Inscrit dans la Constitution, le principe de précaution entretient ou aggrave les peurs de notre société. Désormais sommée d'apporter la preuve qu'elle est exempte de danger, l'innovation, pourtant constitutive de la nature humaine, devient objet de suspicion. Au risque de nous faire renoncer à tout progrès.

Les discussions techniques, épistémologiques et juridiques sur le « principe de précaution », si vives en France, ne prennent tout leur sens qu'au regard de l'histoire des rapports originaux qui s'y sont noués entre science et politique dans le cadre de la République.

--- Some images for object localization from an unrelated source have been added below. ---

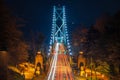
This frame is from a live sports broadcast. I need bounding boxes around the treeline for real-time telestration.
[0,0,46,65]
[0,1,28,66]
[72,12,120,79]
[0,1,46,80]
[0,1,29,80]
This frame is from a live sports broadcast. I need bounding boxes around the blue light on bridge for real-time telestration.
[48,6,72,55]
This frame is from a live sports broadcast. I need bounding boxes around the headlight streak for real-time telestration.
[47,43,59,80]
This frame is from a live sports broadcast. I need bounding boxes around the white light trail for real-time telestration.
[47,43,59,80]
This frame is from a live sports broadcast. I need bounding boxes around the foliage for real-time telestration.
[96,61,110,76]
[0,1,28,65]
[28,31,45,63]
[8,69,24,80]
[72,11,120,79]
[72,27,88,55]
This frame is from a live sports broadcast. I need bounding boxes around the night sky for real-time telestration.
[4,0,120,42]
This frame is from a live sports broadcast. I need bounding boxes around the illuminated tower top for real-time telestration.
[48,6,72,55]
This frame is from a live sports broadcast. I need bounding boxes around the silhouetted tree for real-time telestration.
[0,1,28,65]
[72,26,88,54]
[72,11,120,79]
[28,31,45,63]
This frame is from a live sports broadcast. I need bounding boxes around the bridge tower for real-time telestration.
[48,6,72,55]
[46,6,74,80]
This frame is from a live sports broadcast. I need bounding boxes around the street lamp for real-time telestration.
[79,51,84,55]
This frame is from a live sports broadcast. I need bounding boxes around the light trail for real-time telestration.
[47,43,59,80]
[46,43,74,80]
[46,6,74,80]
[52,43,59,80]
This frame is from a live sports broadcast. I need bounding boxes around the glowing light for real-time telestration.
[48,5,72,55]
[68,43,70,45]
[70,52,72,55]
[47,43,59,80]
[79,51,84,54]
[68,46,70,48]
[69,49,71,52]
[67,40,69,42]
[49,49,50,52]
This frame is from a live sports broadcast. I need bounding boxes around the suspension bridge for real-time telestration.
[46,6,74,80]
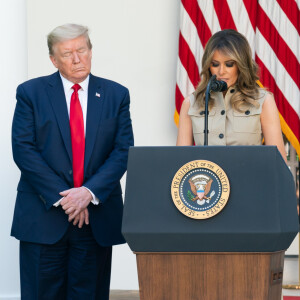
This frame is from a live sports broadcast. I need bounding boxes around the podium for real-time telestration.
[122,146,298,300]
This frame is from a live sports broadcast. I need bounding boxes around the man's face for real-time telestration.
[50,35,92,84]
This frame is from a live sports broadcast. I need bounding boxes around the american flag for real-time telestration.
[175,0,300,156]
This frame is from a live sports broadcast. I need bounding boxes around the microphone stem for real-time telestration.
[204,82,211,146]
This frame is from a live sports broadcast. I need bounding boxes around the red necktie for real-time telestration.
[70,84,85,187]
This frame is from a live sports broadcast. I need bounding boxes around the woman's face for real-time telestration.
[209,50,238,88]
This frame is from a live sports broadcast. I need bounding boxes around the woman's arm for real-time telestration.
[176,97,194,146]
[260,93,287,163]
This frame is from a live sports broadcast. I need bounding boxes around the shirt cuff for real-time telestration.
[53,197,63,207]
[83,186,100,205]
[52,187,100,207]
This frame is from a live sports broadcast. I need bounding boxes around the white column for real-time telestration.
[0,0,27,299]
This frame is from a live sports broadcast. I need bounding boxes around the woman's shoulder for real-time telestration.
[186,93,201,115]
[180,96,191,115]
[257,87,271,101]
[182,95,191,106]
[253,88,271,109]
[188,93,195,105]
[261,90,276,109]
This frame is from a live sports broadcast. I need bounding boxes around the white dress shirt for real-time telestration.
[53,73,99,206]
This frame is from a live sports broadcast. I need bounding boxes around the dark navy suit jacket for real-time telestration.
[11,72,133,246]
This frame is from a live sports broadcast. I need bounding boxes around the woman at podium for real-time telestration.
[176,29,286,162]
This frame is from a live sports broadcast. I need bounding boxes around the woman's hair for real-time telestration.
[47,24,92,56]
[194,29,261,111]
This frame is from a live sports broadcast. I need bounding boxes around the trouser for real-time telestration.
[19,224,112,300]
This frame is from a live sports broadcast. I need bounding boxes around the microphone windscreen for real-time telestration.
[211,80,227,92]
[219,80,227,92]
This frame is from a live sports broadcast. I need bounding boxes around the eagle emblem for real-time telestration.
[188,175,215,205]
[171,160,230,219]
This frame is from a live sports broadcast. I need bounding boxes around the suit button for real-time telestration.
[245,110,250,115]
[221,110,225,115]
[69,170,73,175]
[219,133,224,139]
[200,111,209,115]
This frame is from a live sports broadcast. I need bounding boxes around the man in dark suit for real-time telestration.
[11,23,133,299]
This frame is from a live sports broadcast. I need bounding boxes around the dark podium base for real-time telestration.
[136,251,285,300]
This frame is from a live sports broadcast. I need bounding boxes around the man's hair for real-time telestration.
[47,23,92,55]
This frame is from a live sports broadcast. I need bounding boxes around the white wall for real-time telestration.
[26,0,180,291]
[2,1,298,298]
[0,0,27,298]
[27,0,180,147]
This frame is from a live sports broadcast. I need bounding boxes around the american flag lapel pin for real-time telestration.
[95,92,101,98]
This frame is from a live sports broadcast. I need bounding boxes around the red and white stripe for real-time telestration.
[175,0,300,155]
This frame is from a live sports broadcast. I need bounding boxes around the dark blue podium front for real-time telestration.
[122,146,298,252]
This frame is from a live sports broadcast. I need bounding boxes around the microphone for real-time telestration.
[210,75,227,92]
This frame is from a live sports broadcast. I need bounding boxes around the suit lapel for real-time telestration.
[85,74,104,172]
[46,72,72,162]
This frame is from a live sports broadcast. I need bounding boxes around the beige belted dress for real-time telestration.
[188,87,267,146]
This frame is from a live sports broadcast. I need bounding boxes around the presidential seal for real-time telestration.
[171,160,230,219]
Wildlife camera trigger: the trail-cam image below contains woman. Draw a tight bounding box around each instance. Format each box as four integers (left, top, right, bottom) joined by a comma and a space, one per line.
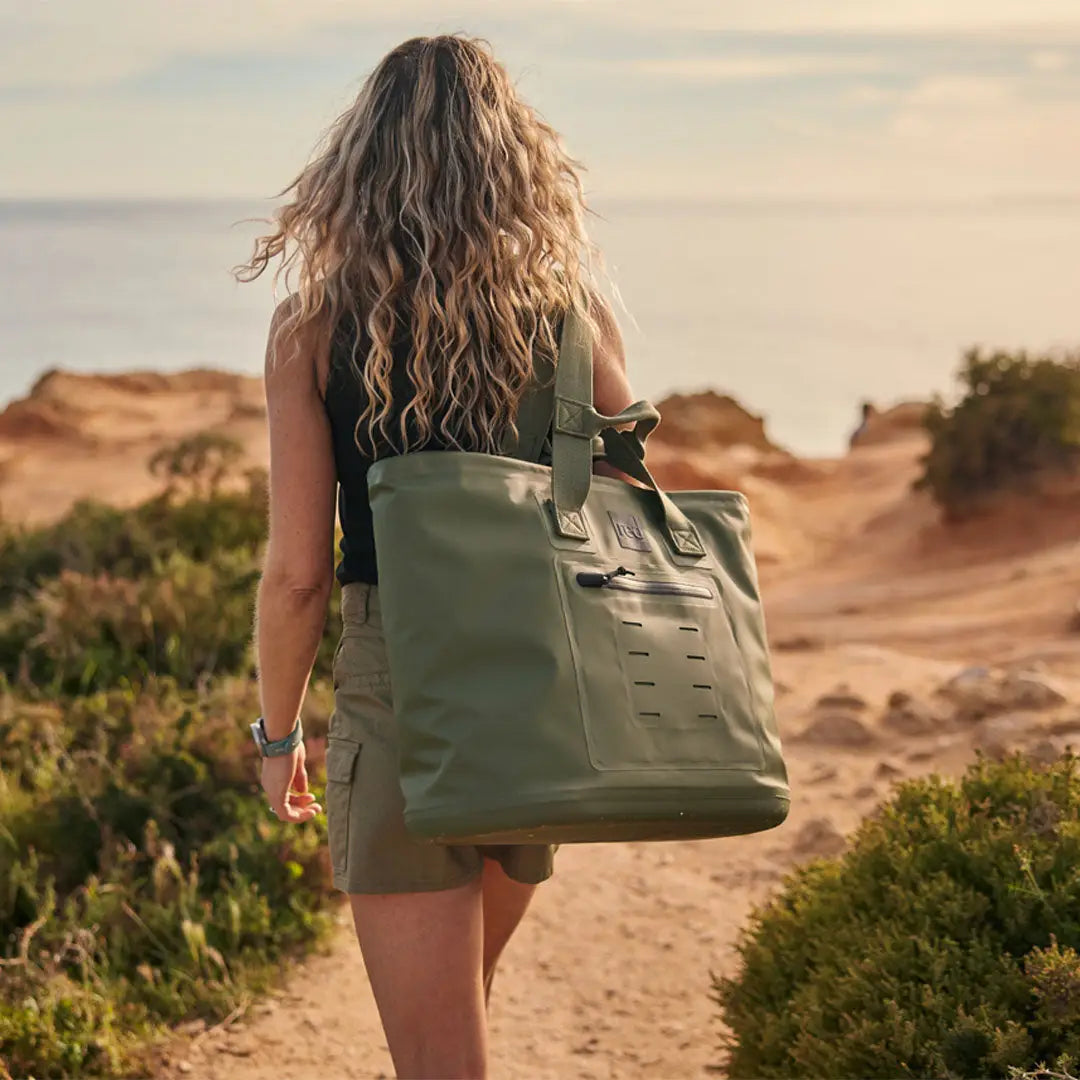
239, 34, 635, 1079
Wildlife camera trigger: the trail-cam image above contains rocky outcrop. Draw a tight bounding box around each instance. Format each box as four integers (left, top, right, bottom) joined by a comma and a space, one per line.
0, 396, 92, 442
794, 686, 878, 747
0, 369, 265, 446
937, 667, 1069, 724
880, 690, 947, 737
850, 401, 930, 449
27, 368, 257, 400
653, 390, 782, 453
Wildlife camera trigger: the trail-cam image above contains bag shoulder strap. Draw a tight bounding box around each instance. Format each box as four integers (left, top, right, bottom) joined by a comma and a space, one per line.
501, 310, 568, 463
548, 299, 594, 531
547, 299, 707, 558
553, 300, 592, 406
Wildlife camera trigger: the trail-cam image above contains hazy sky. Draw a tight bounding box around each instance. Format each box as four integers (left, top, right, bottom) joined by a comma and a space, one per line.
2, 0, 1080, 202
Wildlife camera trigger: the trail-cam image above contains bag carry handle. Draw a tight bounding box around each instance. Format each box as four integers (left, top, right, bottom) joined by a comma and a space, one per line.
550, 302, 705, 558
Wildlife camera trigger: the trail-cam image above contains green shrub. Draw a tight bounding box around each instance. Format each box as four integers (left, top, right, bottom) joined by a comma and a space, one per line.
715, 754, 1080, 1079
0, 462, 346, 1076
0, 678, 336, 1077
0, 475, 341, 693
0, 481, 268, 609
0, 552, 259, 694
917, 349, 1080, 518
0, 967, 126, 1080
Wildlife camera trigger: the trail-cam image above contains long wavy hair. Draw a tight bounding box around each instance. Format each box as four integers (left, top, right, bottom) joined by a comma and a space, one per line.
236, 33, 602, 453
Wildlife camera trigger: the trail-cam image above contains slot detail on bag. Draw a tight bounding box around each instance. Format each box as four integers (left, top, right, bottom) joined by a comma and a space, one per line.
576, 567, 713, 600
557, 558, 765, 771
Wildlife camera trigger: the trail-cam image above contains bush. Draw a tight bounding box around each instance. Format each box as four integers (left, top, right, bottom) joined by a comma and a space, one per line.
0, 678, 336, 1078
917, 349, 1080, 518
0, 476, 341, 693
0, 477, 345, 1076
0, 553, 260, 694
715, 754, 1080, 1079
0, 480, 268, 609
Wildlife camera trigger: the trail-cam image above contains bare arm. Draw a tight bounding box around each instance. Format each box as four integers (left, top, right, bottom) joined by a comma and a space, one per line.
590, 292, 638, 481
254, 300, 337, 822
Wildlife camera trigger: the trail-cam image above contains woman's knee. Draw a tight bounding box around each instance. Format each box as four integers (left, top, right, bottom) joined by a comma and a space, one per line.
349, 882, 488, 1075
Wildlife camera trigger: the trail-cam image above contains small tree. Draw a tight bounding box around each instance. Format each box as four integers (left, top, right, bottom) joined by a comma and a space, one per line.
147, 432, 244, 497
917, 349, 1080, 519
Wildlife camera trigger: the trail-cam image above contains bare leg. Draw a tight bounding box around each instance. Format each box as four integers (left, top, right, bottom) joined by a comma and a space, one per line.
479, 858, 538, 1008
350, 876, 487, 1080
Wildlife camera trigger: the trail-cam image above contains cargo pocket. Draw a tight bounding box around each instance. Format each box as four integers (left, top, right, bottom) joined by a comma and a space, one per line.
325, 738, 361, 875
333, 629, 390, 690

Ces rapports sont tributaires de la version française de ce grand moment d'émancipation intellectuelle qu'on a désigné au XVIIIe siècle en Angleterre comme Enlightment, en Allemagne comme Aufklärung et en France comme les Lumières. Cette version a imposé à la réflexion « française » une certaine conception de l'action comme subordonnée à la connaissance, dont se sont emparés les positivistes et les scientistes du XIXe siècle. Ce sont les présupposés de cette conception que mettent en définitive au jour les débats sur le principe de précaution. Une question philosophique très profonde donc, quelque peu refoulée dans notre pays au XXe siècle.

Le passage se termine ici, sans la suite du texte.